Steps to replicate: initial download query Second download query with matching files Result:

IntegrityError: (sqlite3.IntegrityError) UNIQUE constraint failed: 
file.file_id
[SQL: INSERT INTO file (file_id, dataset_id, master_id, url, version, 
filename, local_path, data_node, checksum, checksum_type, size, status, sha) 
VALUES (?, ?, ?, ?, ?, ?, ?, ?, ?, ?, ?, ?, ?)]

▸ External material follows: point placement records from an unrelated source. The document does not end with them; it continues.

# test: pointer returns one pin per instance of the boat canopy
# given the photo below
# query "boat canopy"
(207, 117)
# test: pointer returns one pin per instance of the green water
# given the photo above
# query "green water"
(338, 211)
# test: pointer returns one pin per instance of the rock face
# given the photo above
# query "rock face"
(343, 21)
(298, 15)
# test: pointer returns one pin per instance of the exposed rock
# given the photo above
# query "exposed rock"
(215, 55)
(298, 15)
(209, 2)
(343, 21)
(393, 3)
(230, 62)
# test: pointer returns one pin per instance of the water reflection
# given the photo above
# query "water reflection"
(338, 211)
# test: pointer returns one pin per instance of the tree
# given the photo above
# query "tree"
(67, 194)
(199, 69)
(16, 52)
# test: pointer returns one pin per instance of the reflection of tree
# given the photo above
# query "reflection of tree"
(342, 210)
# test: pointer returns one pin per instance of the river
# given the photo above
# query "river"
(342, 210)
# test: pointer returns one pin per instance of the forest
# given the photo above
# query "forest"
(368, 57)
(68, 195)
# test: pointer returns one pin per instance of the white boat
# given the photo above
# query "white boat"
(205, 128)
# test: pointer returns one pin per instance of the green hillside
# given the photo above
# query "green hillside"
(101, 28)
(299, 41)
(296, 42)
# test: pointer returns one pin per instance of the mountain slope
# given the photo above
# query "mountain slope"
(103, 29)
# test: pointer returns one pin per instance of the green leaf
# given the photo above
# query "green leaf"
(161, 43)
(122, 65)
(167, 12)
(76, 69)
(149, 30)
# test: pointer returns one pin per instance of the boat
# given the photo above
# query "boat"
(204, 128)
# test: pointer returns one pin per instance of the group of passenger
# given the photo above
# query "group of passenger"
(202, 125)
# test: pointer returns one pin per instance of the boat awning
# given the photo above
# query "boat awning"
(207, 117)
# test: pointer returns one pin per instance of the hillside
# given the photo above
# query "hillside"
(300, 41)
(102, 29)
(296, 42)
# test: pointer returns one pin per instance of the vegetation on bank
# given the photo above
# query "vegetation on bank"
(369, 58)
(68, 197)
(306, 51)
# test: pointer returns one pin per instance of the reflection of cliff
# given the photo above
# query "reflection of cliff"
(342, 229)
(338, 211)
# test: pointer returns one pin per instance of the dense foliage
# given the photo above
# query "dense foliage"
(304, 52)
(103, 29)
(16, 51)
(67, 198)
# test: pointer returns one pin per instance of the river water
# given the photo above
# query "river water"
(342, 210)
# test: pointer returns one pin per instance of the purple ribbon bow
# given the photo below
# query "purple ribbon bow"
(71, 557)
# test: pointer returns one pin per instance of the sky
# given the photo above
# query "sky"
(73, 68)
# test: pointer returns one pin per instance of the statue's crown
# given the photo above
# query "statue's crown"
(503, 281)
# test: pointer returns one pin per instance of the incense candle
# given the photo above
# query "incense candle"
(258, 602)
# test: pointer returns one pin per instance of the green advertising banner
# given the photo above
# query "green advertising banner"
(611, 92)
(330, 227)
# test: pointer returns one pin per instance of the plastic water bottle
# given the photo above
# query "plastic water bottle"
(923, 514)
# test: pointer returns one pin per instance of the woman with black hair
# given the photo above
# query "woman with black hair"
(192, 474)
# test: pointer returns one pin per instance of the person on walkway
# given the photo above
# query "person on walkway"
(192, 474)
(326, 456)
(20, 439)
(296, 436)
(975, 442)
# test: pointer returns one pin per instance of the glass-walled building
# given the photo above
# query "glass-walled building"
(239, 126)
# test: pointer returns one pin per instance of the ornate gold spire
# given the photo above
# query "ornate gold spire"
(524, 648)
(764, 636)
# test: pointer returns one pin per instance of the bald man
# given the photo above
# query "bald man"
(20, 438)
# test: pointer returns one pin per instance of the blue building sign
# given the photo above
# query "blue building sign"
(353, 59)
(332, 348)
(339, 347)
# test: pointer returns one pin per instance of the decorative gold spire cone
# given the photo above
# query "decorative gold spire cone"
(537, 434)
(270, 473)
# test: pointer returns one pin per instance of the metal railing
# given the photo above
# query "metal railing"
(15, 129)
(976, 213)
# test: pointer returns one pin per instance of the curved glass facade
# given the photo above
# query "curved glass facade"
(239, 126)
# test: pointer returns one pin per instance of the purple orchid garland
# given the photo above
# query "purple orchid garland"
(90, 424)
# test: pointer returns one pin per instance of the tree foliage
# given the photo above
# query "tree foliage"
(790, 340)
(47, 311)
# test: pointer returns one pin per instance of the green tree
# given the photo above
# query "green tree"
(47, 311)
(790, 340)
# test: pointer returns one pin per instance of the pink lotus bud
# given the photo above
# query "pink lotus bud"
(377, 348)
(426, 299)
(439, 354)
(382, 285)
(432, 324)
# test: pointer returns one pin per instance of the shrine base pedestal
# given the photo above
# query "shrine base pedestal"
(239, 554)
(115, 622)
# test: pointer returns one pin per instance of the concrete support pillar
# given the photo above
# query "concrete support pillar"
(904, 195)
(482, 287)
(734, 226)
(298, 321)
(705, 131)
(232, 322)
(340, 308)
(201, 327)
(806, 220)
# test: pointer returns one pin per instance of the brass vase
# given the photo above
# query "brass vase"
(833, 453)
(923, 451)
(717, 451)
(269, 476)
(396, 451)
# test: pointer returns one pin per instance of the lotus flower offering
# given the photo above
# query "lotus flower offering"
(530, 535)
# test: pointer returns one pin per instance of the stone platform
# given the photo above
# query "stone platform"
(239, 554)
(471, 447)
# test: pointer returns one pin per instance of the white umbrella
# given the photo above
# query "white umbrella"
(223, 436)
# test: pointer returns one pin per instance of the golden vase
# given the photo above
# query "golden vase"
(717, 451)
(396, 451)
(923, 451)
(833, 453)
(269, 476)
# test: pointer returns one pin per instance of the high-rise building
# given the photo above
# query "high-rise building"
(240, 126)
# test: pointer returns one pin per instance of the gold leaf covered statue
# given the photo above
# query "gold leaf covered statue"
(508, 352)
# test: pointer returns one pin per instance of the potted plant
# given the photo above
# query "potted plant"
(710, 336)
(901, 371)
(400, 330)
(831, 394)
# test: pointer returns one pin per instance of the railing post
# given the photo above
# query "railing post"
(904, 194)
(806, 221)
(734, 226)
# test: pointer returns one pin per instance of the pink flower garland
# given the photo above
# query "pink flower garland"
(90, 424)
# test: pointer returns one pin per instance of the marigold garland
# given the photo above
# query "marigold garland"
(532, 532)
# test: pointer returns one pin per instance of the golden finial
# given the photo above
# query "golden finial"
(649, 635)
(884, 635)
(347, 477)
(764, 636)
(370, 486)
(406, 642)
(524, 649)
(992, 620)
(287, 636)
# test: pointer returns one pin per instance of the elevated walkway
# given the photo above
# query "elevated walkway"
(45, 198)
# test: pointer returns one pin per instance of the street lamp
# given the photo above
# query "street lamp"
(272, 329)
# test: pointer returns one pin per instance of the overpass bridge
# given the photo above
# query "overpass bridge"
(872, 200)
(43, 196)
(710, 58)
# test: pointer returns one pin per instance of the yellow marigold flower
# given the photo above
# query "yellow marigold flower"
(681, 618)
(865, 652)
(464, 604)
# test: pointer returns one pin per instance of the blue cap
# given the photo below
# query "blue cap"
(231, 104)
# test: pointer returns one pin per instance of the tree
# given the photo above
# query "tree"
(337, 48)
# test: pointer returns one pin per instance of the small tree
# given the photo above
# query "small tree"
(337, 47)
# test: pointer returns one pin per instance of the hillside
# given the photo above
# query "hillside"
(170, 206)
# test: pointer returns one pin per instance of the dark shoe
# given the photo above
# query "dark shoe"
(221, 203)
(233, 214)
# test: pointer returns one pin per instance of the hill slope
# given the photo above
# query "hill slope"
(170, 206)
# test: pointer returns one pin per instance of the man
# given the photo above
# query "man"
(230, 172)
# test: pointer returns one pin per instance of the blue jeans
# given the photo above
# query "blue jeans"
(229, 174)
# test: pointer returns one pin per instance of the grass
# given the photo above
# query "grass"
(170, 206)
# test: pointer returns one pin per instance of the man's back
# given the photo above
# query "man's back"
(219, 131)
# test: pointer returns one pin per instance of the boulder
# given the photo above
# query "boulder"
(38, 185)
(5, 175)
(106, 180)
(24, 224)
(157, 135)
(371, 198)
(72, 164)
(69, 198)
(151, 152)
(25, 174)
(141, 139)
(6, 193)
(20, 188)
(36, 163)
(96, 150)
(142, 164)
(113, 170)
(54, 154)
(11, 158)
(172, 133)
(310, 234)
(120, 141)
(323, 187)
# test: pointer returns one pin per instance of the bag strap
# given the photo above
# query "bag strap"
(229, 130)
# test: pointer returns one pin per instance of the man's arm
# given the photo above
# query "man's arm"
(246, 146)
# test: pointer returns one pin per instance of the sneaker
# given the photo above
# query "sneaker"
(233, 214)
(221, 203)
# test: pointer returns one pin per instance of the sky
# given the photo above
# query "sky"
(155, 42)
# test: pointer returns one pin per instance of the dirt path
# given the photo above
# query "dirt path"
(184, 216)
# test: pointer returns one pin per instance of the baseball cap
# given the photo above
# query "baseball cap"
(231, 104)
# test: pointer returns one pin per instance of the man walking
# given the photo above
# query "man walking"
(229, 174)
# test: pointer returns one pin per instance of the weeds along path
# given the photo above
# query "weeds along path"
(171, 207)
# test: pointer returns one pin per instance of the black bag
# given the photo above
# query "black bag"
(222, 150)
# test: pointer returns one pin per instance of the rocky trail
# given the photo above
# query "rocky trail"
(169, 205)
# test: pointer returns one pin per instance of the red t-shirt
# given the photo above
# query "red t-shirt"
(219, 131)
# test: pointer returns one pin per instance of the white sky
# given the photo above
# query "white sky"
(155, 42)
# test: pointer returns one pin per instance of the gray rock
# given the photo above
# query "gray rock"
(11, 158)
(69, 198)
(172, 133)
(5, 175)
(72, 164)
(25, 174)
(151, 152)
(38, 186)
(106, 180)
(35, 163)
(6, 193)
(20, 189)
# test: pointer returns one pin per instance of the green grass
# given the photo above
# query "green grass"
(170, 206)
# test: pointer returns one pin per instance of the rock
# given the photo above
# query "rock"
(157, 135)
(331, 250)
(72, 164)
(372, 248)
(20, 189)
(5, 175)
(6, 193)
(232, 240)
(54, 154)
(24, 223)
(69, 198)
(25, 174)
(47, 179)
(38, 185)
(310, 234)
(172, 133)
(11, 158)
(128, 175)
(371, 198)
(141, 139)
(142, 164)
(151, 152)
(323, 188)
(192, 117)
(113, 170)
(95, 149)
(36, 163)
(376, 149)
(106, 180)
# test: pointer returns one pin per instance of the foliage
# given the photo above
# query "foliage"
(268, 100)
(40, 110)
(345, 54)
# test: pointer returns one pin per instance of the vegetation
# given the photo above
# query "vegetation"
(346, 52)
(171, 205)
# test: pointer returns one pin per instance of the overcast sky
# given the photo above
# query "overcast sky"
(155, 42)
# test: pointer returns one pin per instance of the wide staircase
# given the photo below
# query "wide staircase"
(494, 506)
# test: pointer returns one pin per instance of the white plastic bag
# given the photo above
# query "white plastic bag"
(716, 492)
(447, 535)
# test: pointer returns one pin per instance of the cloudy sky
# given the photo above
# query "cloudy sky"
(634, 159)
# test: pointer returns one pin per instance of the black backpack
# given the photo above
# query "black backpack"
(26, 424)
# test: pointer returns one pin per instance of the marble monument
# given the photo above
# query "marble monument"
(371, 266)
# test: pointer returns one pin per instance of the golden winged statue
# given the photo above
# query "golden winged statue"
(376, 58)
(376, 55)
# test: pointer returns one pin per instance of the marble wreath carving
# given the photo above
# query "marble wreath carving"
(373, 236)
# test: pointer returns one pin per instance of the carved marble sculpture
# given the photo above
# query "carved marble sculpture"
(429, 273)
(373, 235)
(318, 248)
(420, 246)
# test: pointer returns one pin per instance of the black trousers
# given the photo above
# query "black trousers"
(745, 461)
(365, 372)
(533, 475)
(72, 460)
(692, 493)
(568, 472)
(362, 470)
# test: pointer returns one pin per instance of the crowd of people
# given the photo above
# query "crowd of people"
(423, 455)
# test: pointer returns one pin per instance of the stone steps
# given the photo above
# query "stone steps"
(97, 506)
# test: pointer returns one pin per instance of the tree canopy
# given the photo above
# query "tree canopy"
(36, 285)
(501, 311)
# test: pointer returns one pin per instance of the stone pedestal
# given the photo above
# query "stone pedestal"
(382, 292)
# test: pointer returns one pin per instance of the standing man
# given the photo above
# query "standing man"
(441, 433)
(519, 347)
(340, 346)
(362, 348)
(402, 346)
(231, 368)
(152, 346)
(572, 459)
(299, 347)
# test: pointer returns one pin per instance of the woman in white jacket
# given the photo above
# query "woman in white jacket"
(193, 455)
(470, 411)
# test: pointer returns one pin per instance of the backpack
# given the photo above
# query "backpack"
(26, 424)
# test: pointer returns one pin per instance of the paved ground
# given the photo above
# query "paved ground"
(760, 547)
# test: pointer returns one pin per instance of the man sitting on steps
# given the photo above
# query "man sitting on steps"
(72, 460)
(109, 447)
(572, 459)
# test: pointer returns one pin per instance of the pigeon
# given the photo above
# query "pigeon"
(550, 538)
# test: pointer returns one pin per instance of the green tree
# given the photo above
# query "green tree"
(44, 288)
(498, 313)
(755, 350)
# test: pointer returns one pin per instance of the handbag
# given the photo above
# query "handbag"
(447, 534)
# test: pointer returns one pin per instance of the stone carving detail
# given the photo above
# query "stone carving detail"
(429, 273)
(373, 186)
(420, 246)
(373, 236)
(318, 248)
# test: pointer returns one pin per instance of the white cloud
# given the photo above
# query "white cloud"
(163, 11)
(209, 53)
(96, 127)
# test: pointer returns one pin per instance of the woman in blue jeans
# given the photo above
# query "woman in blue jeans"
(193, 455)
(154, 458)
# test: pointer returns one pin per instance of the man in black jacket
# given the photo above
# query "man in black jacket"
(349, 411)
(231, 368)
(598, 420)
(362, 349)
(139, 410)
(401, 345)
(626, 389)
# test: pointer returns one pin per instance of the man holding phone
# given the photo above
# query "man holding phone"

(Background on this error at: https://sqlalche.me/e/20/gkpj)
See 
/gpfscmip/gpfsdata/esgf/esgpull2/log/esgpull-update-2023-04-21_09-58-03.log 
for error log.
AtefBN commented 1 year ago

Further details: initial selection :

    distrib:       True                                                     
    experiment_id: piControl                                                
    frequency:     mon                                                      
    mip_era:       CMIP6                                                    
    source_id:     CESM2, CMCC-ESM2, CanESM5-CanOE, GISS-E2-1-G, UKESM1-0-LL
    variable_id:   dfe, mlotstmax, no3, phydiat, psl, si, tos, vo
    variant_label: r1i1p1f1           

Second selection :

    distrib:       True                                                     
    experiment_id: piControl                                                
    frequency:     mon                                                      
    mip_era:       CMIP6                                                    
    source_id:     CESM2, CMCC-ESM2, CanESM5-CanOE, GISS-E2-1-G, UKESM1-0-LL
    variable_id:   dfe, mlotstmax, no3, phydiat, psl, si, tos, vo           
AtefBN commented 1 year ago

When running esgpull update <tag of the second selection> User is prompted with a download confirmation message, which subsequently fails:

846 new files (1.4 TiB).
Send to download queue? [y/n] (y): y
IntegrityError: (sqlite3.IntegrityError) UNIQUE constraint failed: 
file.file_id
[SQL: INSERT INTO file (file_id, dataset_id, master_id, url, version, 
filename, local_path, data_node, checksum, checksum_type, size, status, sha) 
VALUES (?, ?, ?, ?, ?, ?, ?, ?, ?, ?, ?, ?, ?)]

(Background on this error at: https://sqlalche.me/e/20/gkpj)
See 
/gpfscmip/gpfsdata/esgf/esgpull2/log/esgpull-update-2023-04-21_10-25-03.log 
for error log.
Aborted!
svenrdz commented 1 year ago

For the record, this issue has been identified as caused by non-matching checksum fields on 2 replicas of the same file, and has nothing to do with multiple queries pointing to the same files. This case of miscomputed checksums is currently unhandled and gives the error provided here.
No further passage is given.